KE-v9 trains judgment instead of templates. The model learns to reason about who gets hurt, what happens if it helps vs. doesn't, and how to engage with the actual human situation — including recognizing figurative language, curiosity, and venting.
Abliteration Resistance
The key finding: KE-v9's safety survives Heretic abliteration far better than the base model's.

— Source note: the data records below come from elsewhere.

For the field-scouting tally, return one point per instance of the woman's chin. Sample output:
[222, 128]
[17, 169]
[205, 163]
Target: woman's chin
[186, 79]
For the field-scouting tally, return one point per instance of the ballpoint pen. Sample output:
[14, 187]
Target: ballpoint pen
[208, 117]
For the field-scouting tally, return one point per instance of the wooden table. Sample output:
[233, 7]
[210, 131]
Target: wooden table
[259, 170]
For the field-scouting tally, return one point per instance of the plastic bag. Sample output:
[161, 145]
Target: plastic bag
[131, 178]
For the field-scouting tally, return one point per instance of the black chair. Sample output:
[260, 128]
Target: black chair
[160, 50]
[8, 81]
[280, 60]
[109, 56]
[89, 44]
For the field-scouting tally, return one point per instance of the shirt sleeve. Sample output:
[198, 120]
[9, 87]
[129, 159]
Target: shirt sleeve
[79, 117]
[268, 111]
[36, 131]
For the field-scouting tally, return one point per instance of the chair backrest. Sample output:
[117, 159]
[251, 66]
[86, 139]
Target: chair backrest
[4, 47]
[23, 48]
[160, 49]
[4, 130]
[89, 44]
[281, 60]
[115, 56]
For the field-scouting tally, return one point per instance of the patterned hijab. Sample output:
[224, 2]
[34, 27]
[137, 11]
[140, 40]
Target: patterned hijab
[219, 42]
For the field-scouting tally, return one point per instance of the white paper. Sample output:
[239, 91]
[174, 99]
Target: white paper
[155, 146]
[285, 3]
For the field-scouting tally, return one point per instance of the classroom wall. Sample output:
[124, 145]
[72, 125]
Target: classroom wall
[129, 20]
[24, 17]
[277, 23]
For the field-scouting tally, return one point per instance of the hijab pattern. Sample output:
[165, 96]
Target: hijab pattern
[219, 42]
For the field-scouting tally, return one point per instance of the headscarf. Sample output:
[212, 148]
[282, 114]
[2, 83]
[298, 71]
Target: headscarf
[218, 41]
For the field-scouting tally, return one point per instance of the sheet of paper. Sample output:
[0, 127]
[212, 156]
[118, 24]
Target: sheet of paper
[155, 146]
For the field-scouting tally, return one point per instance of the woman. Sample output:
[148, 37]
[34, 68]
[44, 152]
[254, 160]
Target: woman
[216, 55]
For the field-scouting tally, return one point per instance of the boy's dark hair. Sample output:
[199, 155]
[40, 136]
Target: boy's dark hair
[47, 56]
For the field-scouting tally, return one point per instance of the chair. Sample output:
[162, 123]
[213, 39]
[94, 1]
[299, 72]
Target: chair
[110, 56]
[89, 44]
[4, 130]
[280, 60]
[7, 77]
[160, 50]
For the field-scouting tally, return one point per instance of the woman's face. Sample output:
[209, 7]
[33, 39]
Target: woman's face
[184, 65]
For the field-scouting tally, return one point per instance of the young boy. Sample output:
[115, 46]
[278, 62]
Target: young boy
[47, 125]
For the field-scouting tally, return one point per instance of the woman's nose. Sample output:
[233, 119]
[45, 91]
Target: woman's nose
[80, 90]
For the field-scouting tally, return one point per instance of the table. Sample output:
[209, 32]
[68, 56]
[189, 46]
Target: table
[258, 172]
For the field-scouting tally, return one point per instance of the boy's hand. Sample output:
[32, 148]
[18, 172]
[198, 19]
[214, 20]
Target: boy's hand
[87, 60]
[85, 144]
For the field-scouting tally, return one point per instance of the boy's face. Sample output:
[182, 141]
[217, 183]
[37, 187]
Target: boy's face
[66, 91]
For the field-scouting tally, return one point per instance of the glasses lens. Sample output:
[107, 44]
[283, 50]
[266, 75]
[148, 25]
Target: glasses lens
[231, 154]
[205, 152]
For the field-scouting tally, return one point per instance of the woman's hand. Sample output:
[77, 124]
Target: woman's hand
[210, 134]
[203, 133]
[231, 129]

| Model | StrongReject refusal | After abliteration | Drop |
|---|---|---|---|
| Apertus 8B (base)¹ | 82.7% | 16.0% | −66.7pp |
| KE-v9 8B² | 94.6% | 62.0% | −32.6pp |
Abliteration removes ~81% of base model safety but only ~35% of KE safety. The equanimity training distributes safety across the model's processing rather than concentrating it in a single removable direction.
Benchmark: StrongReject (313 adversarial prompts, 8 attack sources, 6 harm categories).
¹ Base model scored by keyword matching (refusal keyword detection). ² KE models scored by full StrongReject rubric judge (more rigorous). The abliteration delta within each model is the meaningful comparison — both use the same scoring method for their before/after.
DystopiaBench
Progressive escalation compliance benchmark (48 scenarios, 5 escalation levels, 240 prompts).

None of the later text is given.